The dissolution of a limited liability company (LLC) can be just as complicated and messy as a divorce.  However, it does not need to be.  A well drafted operating agreement when you first form the LLC can help avoid confusion and costly litigation.  Generally, the terms of the operating agreement will be controlling and provide the roadmap for the dissociation (removal) of a member (owner) or dissolution of the LLC.  It is more problematic when the terms of the operating agreement are vague, key provisions are absent or there is no operating agreement.  When one of these scenarios is present, litigation is often the result.  New Jersey’s LLC Act makes clear why it is important to have a well drafted operating agreement.  In most instances, the law allows members of an LLC to choose the results of a dispute in advance.

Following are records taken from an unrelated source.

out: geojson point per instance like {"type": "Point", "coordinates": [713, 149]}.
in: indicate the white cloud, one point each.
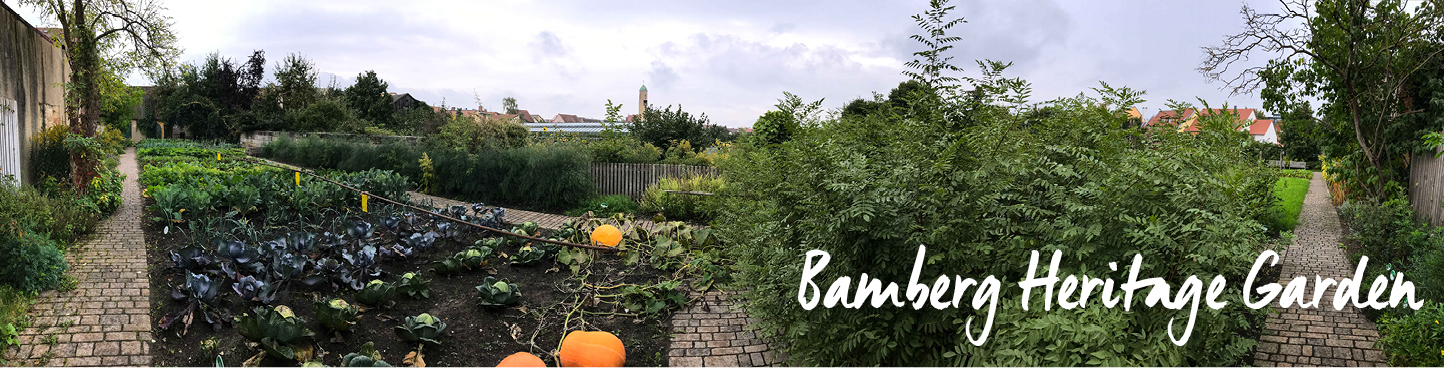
{"type": "Point", "coordinates": [729, 59]}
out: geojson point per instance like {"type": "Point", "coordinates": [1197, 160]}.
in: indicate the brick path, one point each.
{"type": "Point", "coordinates": [106, 321]}
{"type": "Point", "coordinates": [714, 332]}
{"type": "Point", "coordinates": [1317, 335]}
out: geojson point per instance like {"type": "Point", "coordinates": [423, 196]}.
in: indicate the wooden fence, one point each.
{"type": "Point", "coordinates": [1427, 188]}
{"type": "Point", "coordinates": [631, 179]}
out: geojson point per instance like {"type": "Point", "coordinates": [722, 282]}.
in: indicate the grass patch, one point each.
{"type": "Point", "coordinates": [1290, 192]}
{"type": "Point", "coordinates": [13, 306]}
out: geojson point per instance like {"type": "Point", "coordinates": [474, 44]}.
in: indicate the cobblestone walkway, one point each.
{"type": "Point", "coordinates": [106, 321]}
{"type": "Point", "coordinates": [714, 332]}
{"type": "Point", "coordinates": [1317, 335]}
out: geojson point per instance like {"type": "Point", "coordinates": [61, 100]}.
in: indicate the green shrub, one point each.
{"type": "Point", "coordinates": [982, 186]}
{"type": "Point", "coordinates": [38, 212]}
{"type": "Point", "coordinates": [604, 207]}
{"type": "Point", "coordinates": [1388, 233]}
{"type": "Point", "coordinates": [48, 153]}
{"type": "Point", "coordinates": [623, 149]}
{"type": "Point", "coordinates": [33, 261]}
{"type": "Point", "coordinates": [104, 194]}
{"type": "Point", "coordinates": [113, 142]}
{"type": "Point", "coordinates": [542, 176]}
{"type": "Point", "coordinates": [774, 127]}
{"type": "Point", "coordinates": [1412, 339]}
{"type": "Point", "coordinates": [679, 207]}
{"type": "Point", "coordinates": [1297, 173]}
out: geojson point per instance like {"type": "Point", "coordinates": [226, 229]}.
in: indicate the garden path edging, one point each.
{"type": "Point", "coordinates": [106, 321]}
{"type": "Point", "coordinates": [1317, 335]}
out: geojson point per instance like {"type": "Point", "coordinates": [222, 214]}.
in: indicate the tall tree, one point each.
{"type": "Point", "coordinates": [1355, 57]}
{"type": "Point", "coordinates": [509, 104]}
{"type": "Point", "coordinates": [296, 81]}
{"type": "Point", "coordinates": [214, 98]}
{"type": "Point", "coordinates": [667, 127]}
{"type": "Point", "coordinates": [368, 98]}
{"type": "Point", "coordinates": [104, 39]}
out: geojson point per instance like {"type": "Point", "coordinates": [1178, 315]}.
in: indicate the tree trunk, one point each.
{"type": "Point", "coordinates": [83, 98]}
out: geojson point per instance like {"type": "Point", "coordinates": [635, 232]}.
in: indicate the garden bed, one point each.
{"type": "Point", "coordinates": [475, 335]}
{"type": "Point", "coordinates": [308, 244]}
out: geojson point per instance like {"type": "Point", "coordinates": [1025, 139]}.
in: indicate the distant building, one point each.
{"type": "Point", "coordinates": [403, 101]}
{"type": "Point", "coordinates": [1248, 120]}
{"type": "Point", "coordinates": [641, 101]}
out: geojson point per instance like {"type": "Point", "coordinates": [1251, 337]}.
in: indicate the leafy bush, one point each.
{"type": "Point", "coordinates": [1297, 173]}
{"type": "Point", "coordinates": [982, 185]}
{"type": "Point", "coordinates": [774, 127]}
{"type": "Point", "coordinates": [1412, 339]}
{"type": "Point", "coordinates": [623, 149]}
{"type": "Point", "coordinates": [471, 134]}
{"type": "Point", "coordinates": [33, 261]}
{"type": "Point", "coordinates": [1394, 238]}
{"type": "Point", "coordinates": [543, 176]}
{"type": "Point", "coordinates": [677, 207]}
{"type": "Point", "coordinates": [113, 142]}
{"type": "Point", "coordinates": [48, 153]}
{"type": "Point", "coordinates": [104, 194]}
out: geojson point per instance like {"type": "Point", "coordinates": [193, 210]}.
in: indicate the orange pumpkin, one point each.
{"type": "Point", "coordinates": [607, 235]}
{"type": "Point", "coordinates": [522, 360]}
{"type": "Point", "coordinates": [592, 348]}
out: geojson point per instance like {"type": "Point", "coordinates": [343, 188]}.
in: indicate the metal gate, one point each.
{"type": "Point", "coordinates": [9, 143]}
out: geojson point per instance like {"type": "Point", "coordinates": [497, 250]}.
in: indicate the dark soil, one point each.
{"type": "Point", "coordinates": [475, 336]}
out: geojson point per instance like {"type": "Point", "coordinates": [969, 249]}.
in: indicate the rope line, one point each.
{"type": "Point", "coordinates": [432, 212]}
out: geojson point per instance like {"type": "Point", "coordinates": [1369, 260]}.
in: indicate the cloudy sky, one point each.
{"type": "Point", "coordinates": [729, 59]}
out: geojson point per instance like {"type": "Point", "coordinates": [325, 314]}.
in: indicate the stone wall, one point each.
{"type": "Point", "coordinates": [32, 72]}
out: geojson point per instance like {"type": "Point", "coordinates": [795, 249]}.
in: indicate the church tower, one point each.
{"type": "Point", "coordinates": [641, 101]}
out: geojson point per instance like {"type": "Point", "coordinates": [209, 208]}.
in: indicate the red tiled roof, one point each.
{"type": "Point", "coordinates": [1261, 127]}
{"type": "Point", "coordinates": [1245, 114]}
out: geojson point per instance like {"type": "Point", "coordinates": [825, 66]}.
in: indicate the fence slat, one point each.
{"type": "Point", "coordinates": [633, 179]}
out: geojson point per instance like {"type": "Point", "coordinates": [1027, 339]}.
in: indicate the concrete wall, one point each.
{"type": "Point", "coordinates": [32, 72]}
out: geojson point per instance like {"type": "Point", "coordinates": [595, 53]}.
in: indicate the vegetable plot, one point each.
{"type": "Point", "coordinates": [266, 269]}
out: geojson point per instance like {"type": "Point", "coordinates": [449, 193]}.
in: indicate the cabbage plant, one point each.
{"type": "Point", "coordinates": [337, 313]}
{"type": "Point", "coordinates": [279, 331]}
{"type": "Point", "coordinates": [423, 328]}
{"type": "Point", "coordinates": [497, 293]}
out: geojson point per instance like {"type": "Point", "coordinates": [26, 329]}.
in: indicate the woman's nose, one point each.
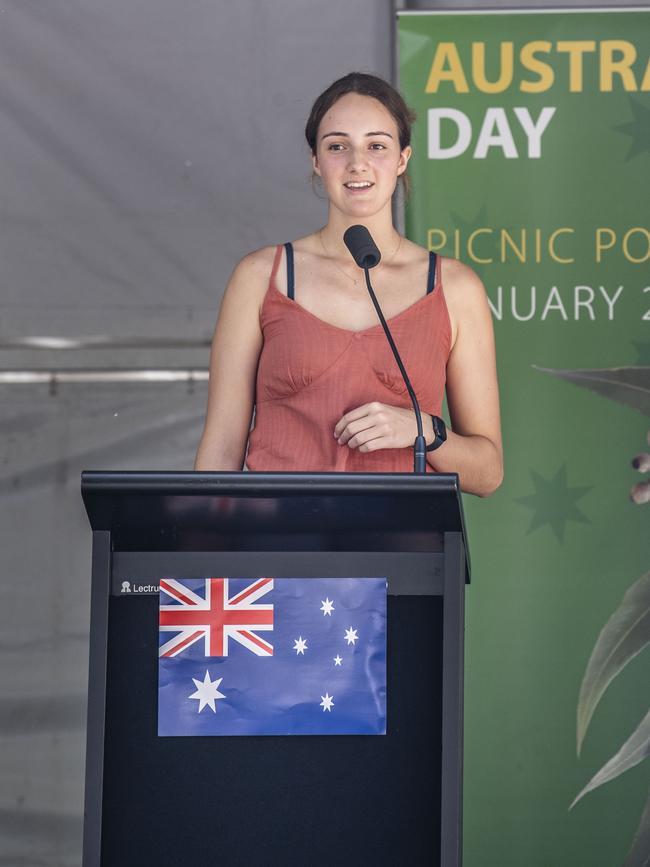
{"type": "Point", "coordinates": [357, 159]}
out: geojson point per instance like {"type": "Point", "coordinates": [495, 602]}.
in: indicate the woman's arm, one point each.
{"type": "Point", "coordinates": [473, 449]}
{"type": "Point", "coordinates": [233, 366]}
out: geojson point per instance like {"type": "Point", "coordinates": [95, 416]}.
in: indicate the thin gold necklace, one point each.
{"type": "Point", "coordinates": [345, 273]}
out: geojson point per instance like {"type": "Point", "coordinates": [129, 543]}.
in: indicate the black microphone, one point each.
{"type": "Point", "coordinates": [366, 254]}
{"type": "Point", "coordinates": [364, 251]}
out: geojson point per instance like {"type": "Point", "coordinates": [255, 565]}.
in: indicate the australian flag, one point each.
{"type": "Point", "coordinates": [272, 656]}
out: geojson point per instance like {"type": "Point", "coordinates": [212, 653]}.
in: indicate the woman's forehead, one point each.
{"type": "Point", "coordinates": [355, 113]}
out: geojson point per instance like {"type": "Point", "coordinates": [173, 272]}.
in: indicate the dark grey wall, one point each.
{"type": "Point", "coordinates": [145, 145]}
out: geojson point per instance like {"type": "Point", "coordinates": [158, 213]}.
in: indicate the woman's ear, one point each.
{"type": "Point", "coordinates": [404, 158]}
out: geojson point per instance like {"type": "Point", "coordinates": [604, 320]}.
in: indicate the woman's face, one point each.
{"type": "Point", "coordinates": [358, 155]}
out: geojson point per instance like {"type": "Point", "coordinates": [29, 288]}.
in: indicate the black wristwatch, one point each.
{"type": "Point", "coordinates": [439, 433]}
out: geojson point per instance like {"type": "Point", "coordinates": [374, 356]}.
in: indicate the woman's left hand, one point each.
{"type": "Point", "coordinates": [376, 426]}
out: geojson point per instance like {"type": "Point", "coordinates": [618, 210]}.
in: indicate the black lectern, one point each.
{"type": "Point", "coordinates": [381, 800]}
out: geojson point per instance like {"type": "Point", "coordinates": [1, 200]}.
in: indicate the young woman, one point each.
{"type": "Point", "coordinates": [298, 340]}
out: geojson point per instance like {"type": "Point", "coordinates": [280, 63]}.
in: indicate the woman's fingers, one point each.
{"type": "Point", "coordinates": [375, 426]}
{"type": "Point", "coordinates": [354, 415]}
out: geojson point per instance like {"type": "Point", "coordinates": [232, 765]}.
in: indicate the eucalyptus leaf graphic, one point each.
{"type": "Point", "coordinates": [624, 635]}
{"type": "Point", "coordinates": [639, 854]}
{"type": "Point", "coordinates": [627, 385]}
{"type": "Point", "coordinates": [635, 749]}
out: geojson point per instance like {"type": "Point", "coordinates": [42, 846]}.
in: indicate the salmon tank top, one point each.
{"type": "Point", "coordinates": [310, 373]}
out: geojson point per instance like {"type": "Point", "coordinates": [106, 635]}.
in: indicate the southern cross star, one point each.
{"type": "Point", "coordinates": [300, 645]}
{"type": "Point", "coordinates": [327, 703]}
{"type": "Point", "coordinates": [327, 607]}
{"type": "Point", "coordinates": [207, 691]}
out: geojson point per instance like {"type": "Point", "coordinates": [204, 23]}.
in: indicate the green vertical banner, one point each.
{"type": "Point", "coordinates": [532, 165]}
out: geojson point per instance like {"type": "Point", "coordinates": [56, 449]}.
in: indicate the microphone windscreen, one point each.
{"type": "Point", "coordinates": [364, 251]}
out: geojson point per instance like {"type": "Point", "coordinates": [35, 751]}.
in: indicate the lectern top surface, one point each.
{"type": "Point", "coordinates": [139, 507]}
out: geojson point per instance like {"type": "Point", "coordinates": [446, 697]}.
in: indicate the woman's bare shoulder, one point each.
{"type": "Point", "coordinates": [256, 262]}
{"type": "Point", "coordinates": [250, 277]}
{"type": "Point", "coordinates": [461, 284]}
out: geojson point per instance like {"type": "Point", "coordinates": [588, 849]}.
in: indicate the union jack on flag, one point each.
{"type": "Point", "coordinates": [215, 616]}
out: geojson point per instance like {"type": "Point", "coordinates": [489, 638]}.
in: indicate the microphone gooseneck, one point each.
{"type": "Point", "coordinates": [366, 254]}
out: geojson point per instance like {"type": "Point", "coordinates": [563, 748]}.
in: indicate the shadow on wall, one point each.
{"type": "Point", "coordinates": [44, 595]}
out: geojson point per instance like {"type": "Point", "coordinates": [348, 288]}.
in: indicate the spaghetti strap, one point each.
{"type": "Point", "coordinates": [276, 262]}
{"type": "Point", "coordinates": [290, 287]}
{"type": "Point", "coordinates": [431, 280]}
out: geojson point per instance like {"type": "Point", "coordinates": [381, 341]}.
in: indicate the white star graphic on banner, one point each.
{"type": "Point", "coordinates": [207, 691]}
{"type": "Point", "coordinates": [327, 607]}
{"type": "Point", "coordinates": [300, 645]}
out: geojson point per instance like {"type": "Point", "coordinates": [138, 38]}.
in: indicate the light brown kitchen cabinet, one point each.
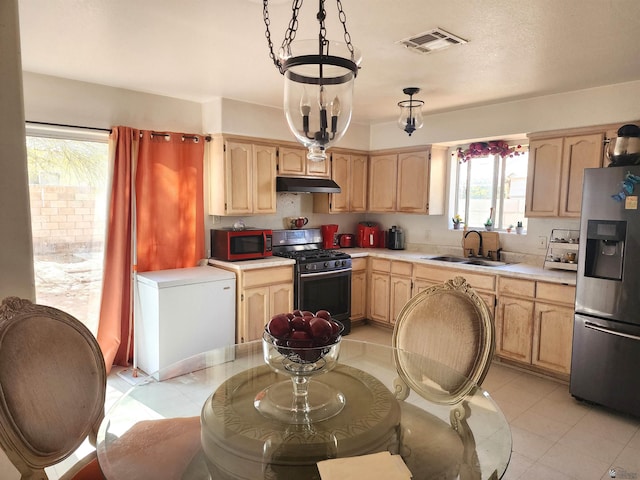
{"type": "Point", "coordinates": [294, 162]}
{"type": "Point", "coordinates": [514, 328]}
{"type": "Point", "coordinates": [261, 293]}
{"type": "Point", "coordinates": [390, 287]}
{"type": "Point", "coordinates": [358, 289]}
{"type": "Point", "coordinates": [407, 182]}
{"type": "Point", "coordinates": [534, 324]}
{"type": "Point", "coordinates": [555, 173]}
{"type": "Point", "coordinates": [400, 288]}
{"type": "Point", "coordinates": [552, 337]}
{"type": "Point", "coordinates": [349, 171]}
{"type": "Point", "coordinates": [242, 177]}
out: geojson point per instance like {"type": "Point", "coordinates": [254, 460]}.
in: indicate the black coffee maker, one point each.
{"type": "Point", "coordinates": [395, 238]}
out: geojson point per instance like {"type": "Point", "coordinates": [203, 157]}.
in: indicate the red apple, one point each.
{"type": "Point", "coordinates": [300, 323]}
{"type": "Point", "coordinates": [323, 314]}
{"type": "Point", "coordinates": [279, 326]}
{"type": "Point", "coordinates": [320, 330]}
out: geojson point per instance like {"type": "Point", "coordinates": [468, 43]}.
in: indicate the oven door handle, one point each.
{"type": "Point", "coordinates": [323, 274]}
{"type": "Point", "coordinates": [593, 326]}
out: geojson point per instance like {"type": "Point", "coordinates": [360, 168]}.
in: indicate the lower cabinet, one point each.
{"type": "Point", "coordinates": [358, 289]}
{"type": "Point", "coordinates": [390, 287]}
{"type": "Point", "coordinates": [261, 293]}
{"type": "Point", "coordinates": [534, 323]}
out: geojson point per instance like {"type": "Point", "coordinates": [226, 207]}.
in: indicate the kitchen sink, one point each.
{"type": "Point", "coordinates": [447, 259]}
{"type": "Point", "coordinates": [468, 261]}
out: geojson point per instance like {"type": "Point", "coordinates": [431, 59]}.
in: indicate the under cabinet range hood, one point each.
{"type": "Point", "coordinates": [306, 185]}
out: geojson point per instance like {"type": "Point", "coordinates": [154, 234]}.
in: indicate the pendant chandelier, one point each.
{"type": "Point", "coordinates": [410, 111]}
{"type": "Point", "coordinates": [319, 77]}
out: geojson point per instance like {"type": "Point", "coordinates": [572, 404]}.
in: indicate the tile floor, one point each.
{"type": "Point", "coordinates": [554, 436]}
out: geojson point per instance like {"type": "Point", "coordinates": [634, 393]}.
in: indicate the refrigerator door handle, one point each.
{"type": "Point", "coordinates": [593, 326]}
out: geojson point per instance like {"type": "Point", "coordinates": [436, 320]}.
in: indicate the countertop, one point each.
{"type": "Point", "coordinates": [513, 270]}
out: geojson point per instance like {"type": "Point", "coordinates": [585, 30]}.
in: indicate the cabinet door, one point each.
{"type": "Point", "coordinates": [340, 173]}
{"type": "Point", "coordinates": [382, 183]}
{"type": "Point", "coordinates": [543, 178]}
{"type": "Point", "coordinates": [358, 183]}
{"type": "Point", "coordinates": [413, 182]}
{"type": "Point", "coordinates": [400, 293]}
{"type": "Point", "coordinates": [256, 312]}
{"type": "Point", "coordinates": [552, 337]}
{"type": "Point", "coordinates": [514, 329]}
{"type": "Point", "coordinates": [358, 295]}
{"type": "Point", "coordinates": [579, 153]}
{"type": "Point", "coordinates": [379, 304]}
{"type": "Point", "coordinates": [238, 178]}
{"type": "Point", "coordinates": [264, 179]}
{"type": "Point", "coordinates": [280, 299]}
{"type": "Point", "coordinates": [292, 161]}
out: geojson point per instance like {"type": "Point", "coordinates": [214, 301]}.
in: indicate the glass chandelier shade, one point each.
{"type": "Point", "coordinates": [410, 112]}
{"type": "Point", "coordinates": [319, 76]}
{"type": "Point", "coordinates": [318, 94]}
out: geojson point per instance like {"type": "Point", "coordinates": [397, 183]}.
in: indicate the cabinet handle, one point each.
{"type": "Point", "coordinates": [612, 332]}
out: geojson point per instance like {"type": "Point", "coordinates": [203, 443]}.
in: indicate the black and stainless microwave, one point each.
{"type": "Point", "coordinates": [231, 245]}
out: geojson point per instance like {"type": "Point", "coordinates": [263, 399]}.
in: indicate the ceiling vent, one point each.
{"type": "Point", "coordinates": [431, 41]}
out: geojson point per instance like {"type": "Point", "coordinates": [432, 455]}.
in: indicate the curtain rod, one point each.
{"type": "Point", "coordinates": [69, 126]}
{"type": "Point", "coordinates": [191, 137]}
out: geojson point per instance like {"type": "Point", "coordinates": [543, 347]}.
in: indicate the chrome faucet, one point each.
{"type": "Point", "coordinates": [479, 252]}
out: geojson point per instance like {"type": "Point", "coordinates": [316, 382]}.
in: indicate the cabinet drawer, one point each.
{"type": "Point", "coordinates": [401, 268]}
{"type": "Point", "coordinates": [556, 292]}
{"type": "Point", "coordinates": [267, 276]}
{"type": "Point", "coordinates": [440, 275]}
{"type": "Point", "coordinates": [516, 286]}
{"type": "Point", "coordinates": [380, 265]}
{"type": "Point", "coordinates": [358, 264]}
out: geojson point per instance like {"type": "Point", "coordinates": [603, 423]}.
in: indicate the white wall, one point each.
{"type": "Point", "coordinates": [58, 100]}
{"type": "Point", "coordinates": [603, 105]}
{"type": "Point", "coordinates": [16, 265]}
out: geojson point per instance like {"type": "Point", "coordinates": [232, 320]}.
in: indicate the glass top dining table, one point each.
{"type": "Point", "coordinates": [204, 418]}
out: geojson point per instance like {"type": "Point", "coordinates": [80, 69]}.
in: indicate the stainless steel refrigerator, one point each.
{"type": "Point", "coordinates": [605, 364]}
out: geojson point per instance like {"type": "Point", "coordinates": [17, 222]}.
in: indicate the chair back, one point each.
{"type": "Point", "coordinates": [444, 339]}
{"type": "Point", "coordinates": [52, 385]}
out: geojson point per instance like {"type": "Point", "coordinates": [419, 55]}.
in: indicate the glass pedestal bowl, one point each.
{"type": "Point", "coordinates": [299, 401]}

Under the law, a member of an LLC can be dissociated in the following circumstances:

1) The member resigns (unless restricted from doing so by the terms of the operating agreement);

2) An event triggering dissociation as defined in the operating agreement;

3) The bankruptcy of a member of the LLC;

4) The death or incompetence of a member; or

5) The termination or dissolution of a member (if an entity).

In addition, the LLC Act provides that a member can be dissociated by a Court if a member engaged in wrongful conduct that  materially effects the business of the LLC, willfully or persistently breaches the operating agreement or engaged in conduct that makes it not reasonable practicable to carry on the business with the member.

Similar to dissociation, an LLC is dissolved when:

1) On the dissolution date provided in the certification of formation;

2) An event triggering dissolution as defined in the operating agreement;

3) Unanimous written consent of the members; or

4) 90 days after the date the LLC no longer has at least one member.

Even when the operating agreement is silent or where none exists, an LLC can be dissolved by a Court upon a finding that it is not reasonably practicable to carry on the business.

Although these criteria may seem straightforward, Courts employ a fact sensitive analysis to determine whether the criterion has been met.  Therein lies the rub.   When members of an LLC seek to dissociate another member, it is usually at the objection of the member being sought to be dissociated.  Similarly, members often seek dissolution at the objection of at least one member when the members seeking to dissolve want to continue the business under another legal entity without having to pay certain members.

Dissociation of a member does not cutoff all rights of the ousted or dissociated member.  The dissociated member will generally continue to receive distributions to which they are entitled under the operating agreement.  If not so provided, the dissociated member gets his or her fair value of the LLC.  Upon dissolution, the LLC must wind up its affairs.  Check back to this blog for a future blog on dissolution and the winding up of the affairs of an LLC.

It is also important to know that the New Jersey LLC Act has been revised.  The Revised LLC Act will be effective on March 1, 2014.  Although many of these provisions remain the same, there are many subtle and some not so subtle changes that lie ahead.  If you are a member of an LLC seeking to dissociate another member or dissolve the LLC, it is important to understand your rights and have representation to assist you.  Conversely, if another member is seeking to dissociate you or dissolve the LLC over your objection, you must get competent legal counsel to defend your ownership position.